Certain key measures should be taken into account in order to correctly advise businesses on their strategy:
- Electronic customs declarations will become standard: all customs acts and procedures will become electronic; in France, the DELTA system (Dédouanement en Ligne par Traitement Automatisé, or “online customs clearance by automatic processing”) is already in place, but the National One-Stop Shop (French: Guichet Unique National, or “GUN”) is currently being deployed to cover all of the documents in the supply chain.
- Using their status as Authorised Economic Operators (AEO status), businesses can request centralised customs clearance not only in France but also at a European Union level: this will allow a French business to clear in France goods presented to another customs office in the EU; businesses will thus be able to declare their goods electronically at an office different to that through which the goods pass.

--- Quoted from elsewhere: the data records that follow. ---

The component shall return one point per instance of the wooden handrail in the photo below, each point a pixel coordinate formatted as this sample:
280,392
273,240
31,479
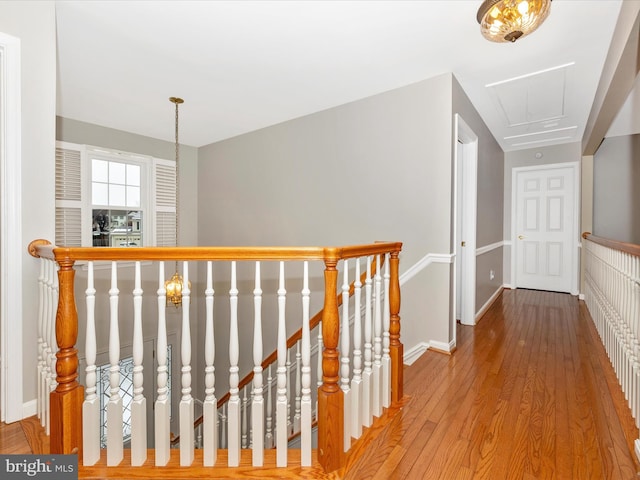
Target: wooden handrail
629,248
291,341
42,248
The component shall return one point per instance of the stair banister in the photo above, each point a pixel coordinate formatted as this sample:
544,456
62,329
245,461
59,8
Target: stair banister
67,399
330,397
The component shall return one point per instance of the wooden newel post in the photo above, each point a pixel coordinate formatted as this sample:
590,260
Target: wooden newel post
396,349
330,396
66,400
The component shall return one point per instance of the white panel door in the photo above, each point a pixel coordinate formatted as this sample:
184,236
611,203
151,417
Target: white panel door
544,228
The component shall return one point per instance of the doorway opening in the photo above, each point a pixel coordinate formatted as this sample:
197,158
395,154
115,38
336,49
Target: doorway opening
465,195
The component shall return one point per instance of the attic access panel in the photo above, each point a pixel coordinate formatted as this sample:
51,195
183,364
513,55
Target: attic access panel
532,98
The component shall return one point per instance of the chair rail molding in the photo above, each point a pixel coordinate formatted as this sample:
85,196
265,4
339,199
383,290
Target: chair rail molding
423,263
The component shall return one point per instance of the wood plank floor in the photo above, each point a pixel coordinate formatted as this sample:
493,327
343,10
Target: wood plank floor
528,394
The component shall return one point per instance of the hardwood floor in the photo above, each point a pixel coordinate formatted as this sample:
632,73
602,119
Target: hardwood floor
528,394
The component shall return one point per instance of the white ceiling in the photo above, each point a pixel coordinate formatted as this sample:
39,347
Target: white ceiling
245,65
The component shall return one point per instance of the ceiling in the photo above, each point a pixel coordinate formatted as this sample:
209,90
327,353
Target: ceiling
244,65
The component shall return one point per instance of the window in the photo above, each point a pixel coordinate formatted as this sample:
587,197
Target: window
108,198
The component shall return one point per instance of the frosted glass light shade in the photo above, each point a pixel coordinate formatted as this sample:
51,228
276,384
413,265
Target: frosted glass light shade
508,20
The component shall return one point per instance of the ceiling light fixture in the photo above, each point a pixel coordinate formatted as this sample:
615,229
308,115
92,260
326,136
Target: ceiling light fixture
175,285
508,20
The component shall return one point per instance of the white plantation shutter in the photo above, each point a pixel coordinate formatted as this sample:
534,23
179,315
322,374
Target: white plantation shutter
73,196
69,199
164,201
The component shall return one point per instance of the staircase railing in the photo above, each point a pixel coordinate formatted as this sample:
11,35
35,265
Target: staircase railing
378,384
612,295
293,345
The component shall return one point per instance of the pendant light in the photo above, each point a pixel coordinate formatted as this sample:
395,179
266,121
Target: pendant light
175,285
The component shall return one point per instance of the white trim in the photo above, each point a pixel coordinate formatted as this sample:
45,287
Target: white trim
488,303
423,263
30,408
11,248
489,248
575,256
414,353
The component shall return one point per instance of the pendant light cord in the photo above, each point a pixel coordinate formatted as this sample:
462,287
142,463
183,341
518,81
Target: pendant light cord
177,101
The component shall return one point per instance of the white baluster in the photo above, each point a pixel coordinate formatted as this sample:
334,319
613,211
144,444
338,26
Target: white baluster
91,404
50,383
367,381
257,403
268,440
245,404
41,342
345,341
210,407
46,347
386,339
114,406
223,427
233,409
281,401
297,413
356,382
187,433
305,402
163,402
288,388
139,403
377,344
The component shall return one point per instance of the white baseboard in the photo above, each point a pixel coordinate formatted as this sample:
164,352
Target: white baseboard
488,303
30,408
414,353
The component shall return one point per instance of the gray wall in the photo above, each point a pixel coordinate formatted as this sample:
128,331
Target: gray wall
616,194
490,199
34,24
568,152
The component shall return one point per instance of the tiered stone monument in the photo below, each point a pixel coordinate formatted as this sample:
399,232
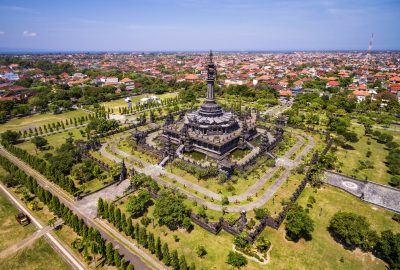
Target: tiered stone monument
211,130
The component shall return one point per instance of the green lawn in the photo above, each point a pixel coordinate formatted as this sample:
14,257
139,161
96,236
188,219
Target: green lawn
38,256
322,252
54,141
11,232
349,159
115,104
274,205
217,251
39,120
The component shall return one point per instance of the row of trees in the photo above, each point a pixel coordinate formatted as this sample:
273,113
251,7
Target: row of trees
354,231
55,126
51,172
145,239
90,241
393,157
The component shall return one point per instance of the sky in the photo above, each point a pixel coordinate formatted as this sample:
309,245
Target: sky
196,25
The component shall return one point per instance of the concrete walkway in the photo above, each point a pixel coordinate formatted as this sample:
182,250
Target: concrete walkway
29,240
155,171
55,243
64,197
381,195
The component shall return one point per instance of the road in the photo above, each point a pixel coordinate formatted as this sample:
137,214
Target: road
155,171
381,195
29,240
65,198
55,243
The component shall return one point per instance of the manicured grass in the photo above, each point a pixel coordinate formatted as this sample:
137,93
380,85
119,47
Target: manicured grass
349,159
11,232
37,120
115,104
283,194
217,246
125,146
322,252
283,146
54,141
38,256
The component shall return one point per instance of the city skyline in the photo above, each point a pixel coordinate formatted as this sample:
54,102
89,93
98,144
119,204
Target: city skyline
197,25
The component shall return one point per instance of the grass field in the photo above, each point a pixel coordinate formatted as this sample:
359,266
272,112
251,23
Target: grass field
349,159
217,251
54,141
39,120
322,252
115,104
38,256
11,232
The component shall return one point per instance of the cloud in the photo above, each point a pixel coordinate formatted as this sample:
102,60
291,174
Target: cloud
29,34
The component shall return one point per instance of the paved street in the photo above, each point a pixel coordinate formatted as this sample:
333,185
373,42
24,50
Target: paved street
55,243
155,171
64,198
381,195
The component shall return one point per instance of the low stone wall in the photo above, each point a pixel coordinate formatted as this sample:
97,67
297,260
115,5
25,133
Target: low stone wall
102,165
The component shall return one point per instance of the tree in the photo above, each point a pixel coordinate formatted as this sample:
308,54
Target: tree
298,223
260,213
100,207
352,231
351,136
236,259
262,244
187,224
137,205
166,257
393,161
388,248
9,137
174,260
117,258
39,142
158,248
182,263
395,181
170,210
201,251
82,172
109,253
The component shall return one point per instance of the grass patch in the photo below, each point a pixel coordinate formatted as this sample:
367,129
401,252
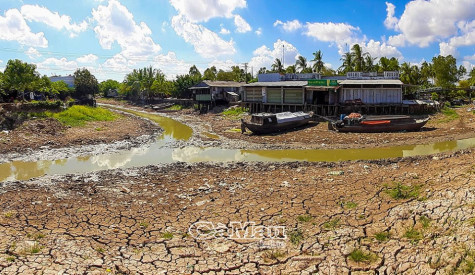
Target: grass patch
360,256
350,205
296,236
399,191
78,115
167,235
235,112
413,235
331,224
176,107
304,218
273,254
382,236
425,221
449,114
10,259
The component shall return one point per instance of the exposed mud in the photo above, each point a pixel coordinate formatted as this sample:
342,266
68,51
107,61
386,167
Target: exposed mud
136,221
47,139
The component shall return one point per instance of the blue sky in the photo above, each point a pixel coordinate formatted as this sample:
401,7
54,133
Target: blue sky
112,37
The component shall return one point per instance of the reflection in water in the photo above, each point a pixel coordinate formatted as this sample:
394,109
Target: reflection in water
158,153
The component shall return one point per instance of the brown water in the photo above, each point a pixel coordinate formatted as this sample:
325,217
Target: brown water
158,153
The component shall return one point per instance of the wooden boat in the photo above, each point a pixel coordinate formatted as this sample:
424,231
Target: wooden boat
265,123
378,124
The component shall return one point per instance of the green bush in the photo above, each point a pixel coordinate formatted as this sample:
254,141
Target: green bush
78,115
235,112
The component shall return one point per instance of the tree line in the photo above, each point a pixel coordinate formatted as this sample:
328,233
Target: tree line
148,82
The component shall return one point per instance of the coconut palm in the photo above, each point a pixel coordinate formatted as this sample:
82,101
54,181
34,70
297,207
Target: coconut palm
301,63
277,66
318,66
347,65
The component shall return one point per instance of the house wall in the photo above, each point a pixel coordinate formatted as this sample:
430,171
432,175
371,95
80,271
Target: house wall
372,95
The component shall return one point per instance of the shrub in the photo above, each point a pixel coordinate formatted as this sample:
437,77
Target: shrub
78,115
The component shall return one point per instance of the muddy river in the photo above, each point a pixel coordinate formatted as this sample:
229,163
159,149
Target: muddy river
159,153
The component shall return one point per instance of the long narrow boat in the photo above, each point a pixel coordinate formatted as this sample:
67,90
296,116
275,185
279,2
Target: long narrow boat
265,123
378,125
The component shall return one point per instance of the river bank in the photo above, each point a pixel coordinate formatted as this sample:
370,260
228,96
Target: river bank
48,139
217,130
411,215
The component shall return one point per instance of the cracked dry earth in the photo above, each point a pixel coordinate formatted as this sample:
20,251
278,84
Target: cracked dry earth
339,218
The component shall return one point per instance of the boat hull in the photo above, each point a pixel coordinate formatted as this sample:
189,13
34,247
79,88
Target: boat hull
272,128
380,128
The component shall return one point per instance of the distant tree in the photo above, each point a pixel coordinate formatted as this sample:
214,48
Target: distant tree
445,71
210,74
277,67
59,88
19,76
182,85
108,85
194,72
318,59
291,69
43,85
301,64
358,57
85,83
347,65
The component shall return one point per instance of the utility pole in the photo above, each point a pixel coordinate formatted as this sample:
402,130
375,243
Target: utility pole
245,72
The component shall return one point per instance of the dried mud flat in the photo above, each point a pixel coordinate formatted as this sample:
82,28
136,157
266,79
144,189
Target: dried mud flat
339,218
48,139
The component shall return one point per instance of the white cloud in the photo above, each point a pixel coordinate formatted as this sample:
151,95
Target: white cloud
391,21
289,26
44,15
224,30
264,56
466,39
13,27
241,25
424,22
397,40
86,59
332,32
203,10
33,53
116,24
62,65
206,43
377,49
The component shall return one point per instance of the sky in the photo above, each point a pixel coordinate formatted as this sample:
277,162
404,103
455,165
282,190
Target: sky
113,37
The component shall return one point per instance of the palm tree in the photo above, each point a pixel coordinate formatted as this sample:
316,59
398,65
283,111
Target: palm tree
301,63
347,65
291,69
358,57
318,65
277,66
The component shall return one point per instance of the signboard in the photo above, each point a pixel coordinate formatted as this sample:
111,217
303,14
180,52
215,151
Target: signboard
322,82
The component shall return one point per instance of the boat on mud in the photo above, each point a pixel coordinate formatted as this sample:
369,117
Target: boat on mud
266,123
356,123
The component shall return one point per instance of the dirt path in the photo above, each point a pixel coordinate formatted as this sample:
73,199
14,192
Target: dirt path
335,217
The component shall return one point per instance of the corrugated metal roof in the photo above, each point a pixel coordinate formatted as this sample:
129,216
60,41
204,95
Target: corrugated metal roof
208,83
370,81
278,84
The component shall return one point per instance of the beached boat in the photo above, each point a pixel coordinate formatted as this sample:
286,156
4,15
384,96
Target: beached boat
265,123
377,124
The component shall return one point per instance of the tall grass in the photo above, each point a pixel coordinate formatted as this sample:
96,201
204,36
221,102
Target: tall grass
78,115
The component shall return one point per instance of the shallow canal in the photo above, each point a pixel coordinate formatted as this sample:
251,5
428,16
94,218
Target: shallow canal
158,153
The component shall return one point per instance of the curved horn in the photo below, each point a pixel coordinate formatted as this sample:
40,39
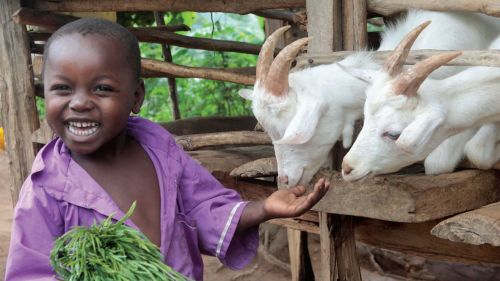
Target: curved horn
277,78
408,82
266,53
393,65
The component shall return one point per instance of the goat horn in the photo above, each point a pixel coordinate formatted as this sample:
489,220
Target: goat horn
277,78
408,82
394,63
266,53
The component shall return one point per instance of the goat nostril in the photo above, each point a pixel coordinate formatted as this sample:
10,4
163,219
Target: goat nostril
346,168
283,179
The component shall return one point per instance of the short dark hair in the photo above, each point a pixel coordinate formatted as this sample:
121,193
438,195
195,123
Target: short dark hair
105,28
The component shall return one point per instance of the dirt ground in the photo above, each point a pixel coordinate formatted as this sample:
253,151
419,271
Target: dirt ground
377,264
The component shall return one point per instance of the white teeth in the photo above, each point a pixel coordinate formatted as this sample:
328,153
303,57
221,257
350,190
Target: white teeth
83,128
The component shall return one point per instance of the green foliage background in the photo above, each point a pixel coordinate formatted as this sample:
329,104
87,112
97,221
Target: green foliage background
199,97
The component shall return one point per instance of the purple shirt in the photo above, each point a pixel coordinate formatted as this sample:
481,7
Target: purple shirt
198,215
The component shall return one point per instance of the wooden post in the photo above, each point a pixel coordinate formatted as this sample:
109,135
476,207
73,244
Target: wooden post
324,24
17,95
167,56
354,21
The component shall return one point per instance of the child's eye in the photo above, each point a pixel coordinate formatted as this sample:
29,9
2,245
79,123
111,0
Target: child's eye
60,88
103,88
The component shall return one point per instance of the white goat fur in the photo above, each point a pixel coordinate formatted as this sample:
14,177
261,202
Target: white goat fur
441,109
324,101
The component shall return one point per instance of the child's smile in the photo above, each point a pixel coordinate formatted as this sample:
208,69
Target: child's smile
90,91
82,128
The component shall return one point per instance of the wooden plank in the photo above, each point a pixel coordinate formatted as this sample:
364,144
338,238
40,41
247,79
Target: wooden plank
51,22
226,159
354,25
324,26
228,6
197,141
210,124
382,7
391,7
468,58
415,238
345,248
297,225
327,247
410,198
175,70
301,265
171,83
481,226
264,167
17,96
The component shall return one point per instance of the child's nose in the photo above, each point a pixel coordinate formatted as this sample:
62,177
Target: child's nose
81,101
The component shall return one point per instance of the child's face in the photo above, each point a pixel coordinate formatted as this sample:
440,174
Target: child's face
90,90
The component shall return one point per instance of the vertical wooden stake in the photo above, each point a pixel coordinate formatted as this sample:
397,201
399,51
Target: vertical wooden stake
327,245
17,95
345,248
167,54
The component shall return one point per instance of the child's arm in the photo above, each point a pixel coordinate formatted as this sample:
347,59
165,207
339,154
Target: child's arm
284,203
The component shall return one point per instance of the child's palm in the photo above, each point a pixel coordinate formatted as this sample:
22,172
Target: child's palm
292,202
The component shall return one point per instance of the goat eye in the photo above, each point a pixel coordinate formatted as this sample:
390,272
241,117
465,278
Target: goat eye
391,135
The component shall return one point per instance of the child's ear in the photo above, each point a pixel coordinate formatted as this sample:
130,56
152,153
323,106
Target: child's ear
138,97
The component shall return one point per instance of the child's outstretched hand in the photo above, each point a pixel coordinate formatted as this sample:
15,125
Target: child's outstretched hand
291,202
284,203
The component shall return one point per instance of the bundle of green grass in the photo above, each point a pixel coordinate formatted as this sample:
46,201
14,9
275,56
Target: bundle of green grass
109,251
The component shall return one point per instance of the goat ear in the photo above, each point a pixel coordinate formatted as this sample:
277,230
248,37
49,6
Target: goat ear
246,94
417,134
303,124
365,75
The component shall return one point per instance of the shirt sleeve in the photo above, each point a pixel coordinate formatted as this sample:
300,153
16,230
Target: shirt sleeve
216,211
36,224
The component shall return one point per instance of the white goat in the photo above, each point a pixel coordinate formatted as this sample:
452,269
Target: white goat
306,112
483,150
406,116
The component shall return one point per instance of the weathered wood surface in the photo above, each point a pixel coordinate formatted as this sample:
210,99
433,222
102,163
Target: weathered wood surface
228,6
212,124
481,226
156,68
17,96
226,159
299,17
412,238
51,22
468,58
197,141
410,198
263,167
354,25
324,25
383,7
390,7
175,70
327,247
415,238
345,248
171,82
300,262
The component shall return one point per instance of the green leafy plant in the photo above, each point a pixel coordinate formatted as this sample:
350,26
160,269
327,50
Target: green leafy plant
109,251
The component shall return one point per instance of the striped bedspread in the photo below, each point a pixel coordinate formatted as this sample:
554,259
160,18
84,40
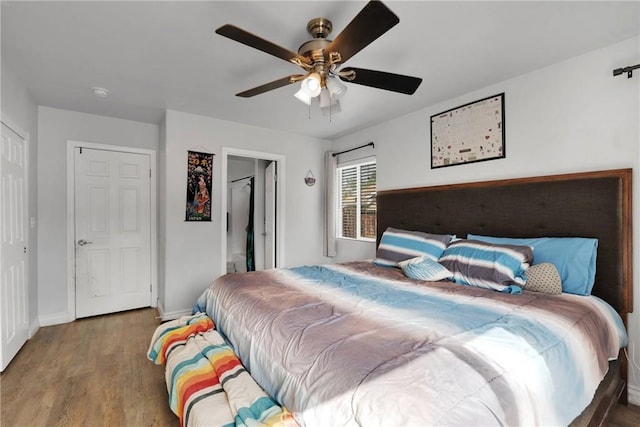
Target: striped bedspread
358,344
207,384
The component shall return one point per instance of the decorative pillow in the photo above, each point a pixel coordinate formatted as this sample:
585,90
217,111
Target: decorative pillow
574,257
399,245
486,265
543,278
424,268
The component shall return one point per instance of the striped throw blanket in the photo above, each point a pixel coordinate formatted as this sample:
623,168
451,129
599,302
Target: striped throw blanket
207,384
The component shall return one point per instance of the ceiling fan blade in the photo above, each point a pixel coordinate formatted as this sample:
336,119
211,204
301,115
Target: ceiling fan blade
245,37
270,86
382,80
372,22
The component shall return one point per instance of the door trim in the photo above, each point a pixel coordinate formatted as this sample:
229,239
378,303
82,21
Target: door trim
32,327
280,199
71,280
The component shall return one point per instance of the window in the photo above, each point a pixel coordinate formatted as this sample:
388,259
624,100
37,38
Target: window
357,200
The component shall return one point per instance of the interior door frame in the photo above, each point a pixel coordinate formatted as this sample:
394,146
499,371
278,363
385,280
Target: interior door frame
71,219
280,199
32,327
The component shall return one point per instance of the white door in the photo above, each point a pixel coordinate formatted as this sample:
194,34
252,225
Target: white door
112,231
270,177
13,252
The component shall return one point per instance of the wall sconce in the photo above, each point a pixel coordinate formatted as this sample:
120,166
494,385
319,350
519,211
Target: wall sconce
310,180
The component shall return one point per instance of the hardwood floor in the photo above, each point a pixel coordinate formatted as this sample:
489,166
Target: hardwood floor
94,372
91,372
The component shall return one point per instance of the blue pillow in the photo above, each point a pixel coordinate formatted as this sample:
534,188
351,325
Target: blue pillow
399,245
486,265
424,268
574,257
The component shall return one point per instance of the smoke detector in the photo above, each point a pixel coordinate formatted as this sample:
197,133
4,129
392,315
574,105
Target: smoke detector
100,92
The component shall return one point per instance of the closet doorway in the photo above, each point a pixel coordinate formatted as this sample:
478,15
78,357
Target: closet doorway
253,199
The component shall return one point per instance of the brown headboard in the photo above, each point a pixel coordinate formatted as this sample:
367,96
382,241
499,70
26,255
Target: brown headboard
591,204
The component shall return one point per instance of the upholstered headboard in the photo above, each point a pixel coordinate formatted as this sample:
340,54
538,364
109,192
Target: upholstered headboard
592,204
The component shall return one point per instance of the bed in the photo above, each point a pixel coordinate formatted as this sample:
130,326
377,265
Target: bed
362,344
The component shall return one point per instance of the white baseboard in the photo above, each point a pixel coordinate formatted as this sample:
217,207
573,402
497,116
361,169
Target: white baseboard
55,319
633,395
33,327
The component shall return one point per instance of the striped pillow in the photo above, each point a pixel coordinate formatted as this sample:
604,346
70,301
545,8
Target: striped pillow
399,245
486,265
423,268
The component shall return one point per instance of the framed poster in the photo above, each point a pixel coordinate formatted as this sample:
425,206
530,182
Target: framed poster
199,173
470,133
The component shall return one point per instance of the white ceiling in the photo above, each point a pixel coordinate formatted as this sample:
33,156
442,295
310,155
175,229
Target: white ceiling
153,56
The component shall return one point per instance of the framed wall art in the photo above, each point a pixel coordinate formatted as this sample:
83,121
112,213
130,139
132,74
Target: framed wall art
199,174
473,132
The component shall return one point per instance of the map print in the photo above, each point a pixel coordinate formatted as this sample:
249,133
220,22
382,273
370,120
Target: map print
470,133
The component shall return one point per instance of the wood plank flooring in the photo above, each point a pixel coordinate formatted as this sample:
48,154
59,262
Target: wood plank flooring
94,372
91,372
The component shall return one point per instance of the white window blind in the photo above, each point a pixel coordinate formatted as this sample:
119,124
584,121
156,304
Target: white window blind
357,207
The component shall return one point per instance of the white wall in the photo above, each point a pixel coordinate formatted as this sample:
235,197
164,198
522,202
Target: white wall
570,117
20,111
193,250
55,128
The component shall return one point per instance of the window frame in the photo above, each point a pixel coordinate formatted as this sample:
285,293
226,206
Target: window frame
359,163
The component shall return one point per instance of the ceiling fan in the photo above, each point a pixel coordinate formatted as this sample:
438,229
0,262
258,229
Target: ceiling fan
321,58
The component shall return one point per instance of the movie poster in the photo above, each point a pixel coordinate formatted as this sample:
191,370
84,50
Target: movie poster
199,173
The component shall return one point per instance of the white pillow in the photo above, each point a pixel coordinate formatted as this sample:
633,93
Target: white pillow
424,268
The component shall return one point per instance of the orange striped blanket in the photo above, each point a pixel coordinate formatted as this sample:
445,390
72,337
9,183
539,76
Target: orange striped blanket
207,384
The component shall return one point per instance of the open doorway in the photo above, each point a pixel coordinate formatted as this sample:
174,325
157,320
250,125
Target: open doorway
252,200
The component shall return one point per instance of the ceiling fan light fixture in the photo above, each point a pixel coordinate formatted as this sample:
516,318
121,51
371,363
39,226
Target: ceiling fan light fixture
325,98
336,88
302,96
312,85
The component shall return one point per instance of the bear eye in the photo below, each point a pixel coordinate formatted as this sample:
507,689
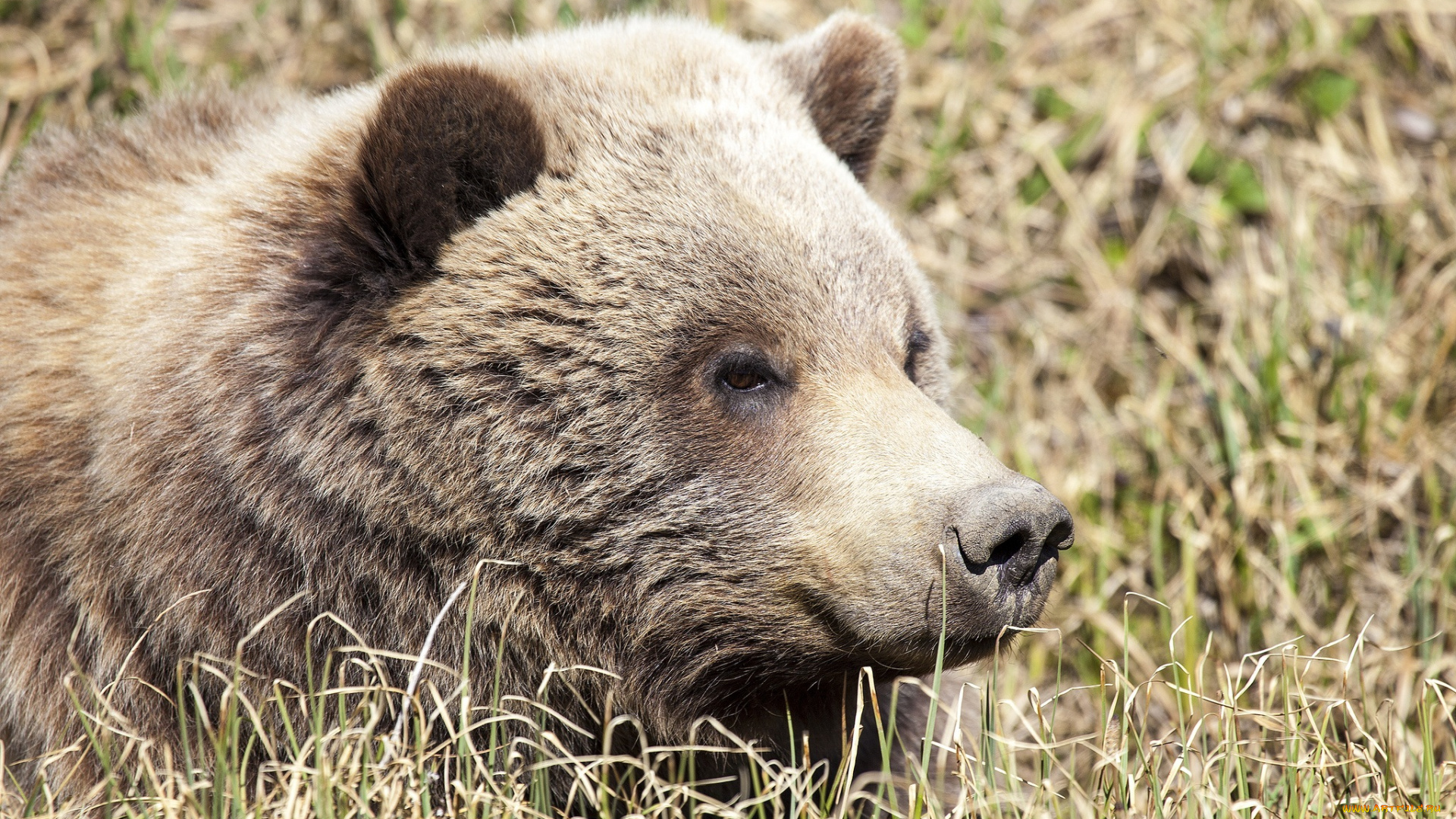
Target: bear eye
743,376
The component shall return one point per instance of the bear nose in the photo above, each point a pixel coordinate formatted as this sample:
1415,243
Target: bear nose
1014,529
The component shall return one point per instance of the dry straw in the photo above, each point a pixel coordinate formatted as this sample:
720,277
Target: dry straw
1199,267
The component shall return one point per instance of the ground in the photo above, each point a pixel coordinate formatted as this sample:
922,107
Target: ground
1199,268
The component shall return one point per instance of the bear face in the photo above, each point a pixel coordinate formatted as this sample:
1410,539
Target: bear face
693,369
604,316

- Greater flexibility is expected in respect of transfer pricing adjustments: advance agreements for provisional values will be facilitated and adjustments should be able to make upwards and downwards according to the transfer pricing rules.
- The only negative point is that the extension of the customs statute of limitations in France from three to five years has been adopted under the Amending Finance Law 2015. At the same time, a ten-year right of recovery has been implemented, similar to that for tax matters. However, in practice, this should have little impact on businesses acting in good faith and having concluded agreements with the customs authorities.
Overall, the developments of the UCC are favourable to businesses, who have every interest to review their supply chain and re-evaluate their customs strategy.
The actions within businesses will be varied, ranging from simple retraining to a supply chain review or putting AEO status in place.